The stars were obliging, the sun was shining, and the fans were smiling, all feeding off one another, when a tight-dressed woman caught my peripheral. With pamphlet-looking pieces of paper stacked in her hand, fans grappled and grasped for her attention. Making her way toward me, I saw that the pamphlets were instead single pieces of stiff, dim paper, plastered with logos of TDK. ‘How cute,’ I thought. ‘Information about the movie for those who aren’t completely obsessed. Sure I’ll grab one, why not take a memento?’
I have never been happier to find myself wrong.
When one finally reached my outstretched hand, I saw that the slip contained more than just the pertinent information, more than the flashy logos and the action shots of the main characters. This was my ticket in. This was my ticket in. There was the assigned seat, the title of “Screening Pass” scrawled on the top, the microscopic terms and conditions plastered on the back.
Minutes passed, although I’ll never quite remember the bustle and words emanating from the surrounding. My mind was too far in the clouds, ethereally pumped with the realization that I would be attending the first public showing of what could very well be the greatest movie I’ve ever seen.
LSD, ecstasy, speed — they have nothing on this feeling.
With the tightly-dressed woman’s second pass, I snagged another ticket for my certain special someone. Although I didn’t feel mentally prepared — I still had three days left! I had no idea this would be happening! — you would have an easier time taking the teeth from a live gator than taking that voucher from me.
With knees knocking and breath short, we made our way past four, five, six sets of security guards, all flanked by bigger and flashier TDK posters. Since we weren’t going to the Imax presentation alongside all the big-wigs — the best luck can only land you so far — escalators landed us on the top floor, and, after my first movie theater wanding, our seats were taken. Bordered by Ethan Hawke and an actor from Gossip Girl — making my certain special someone’s night — the titillated crowd buzzed the air with anticipation. Tonight was the night. The world premiere. And I was there.
I won’t go into detail about the nuances or the symbolism of the film. As shown by my complete exhaustion following the exit of the theater, the entire experience completed every sort of hype I could have imagined. The film was that good. But dissecting what made it far and away the best Batman film thus far is another discussion for another day. Now, I will simply revel in my fortune, and hope that everyone will attain a moment, a day, and event like this.

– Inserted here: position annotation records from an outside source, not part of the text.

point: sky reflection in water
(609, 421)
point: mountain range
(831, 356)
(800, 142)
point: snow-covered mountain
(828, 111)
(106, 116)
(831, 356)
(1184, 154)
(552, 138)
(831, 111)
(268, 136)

In an unfortunate twist, I know I’ve reached my zenith, and, to quote the sneering, leering, eerie(-ing?) Joker, “There’s no going back.” Unless I’m cast as the next Dark Knight, any future experience with a Batman flick will fail to surpass my experience last Monday.
But if that’s the worst complaint I have, then I can’t really complain, can I?
The night, the atmosphere, and the experience were all perfect.
The audience, the circumstances, and the movie were all perfect.
My memory, my company, and my life are all, unequivocally, perfect.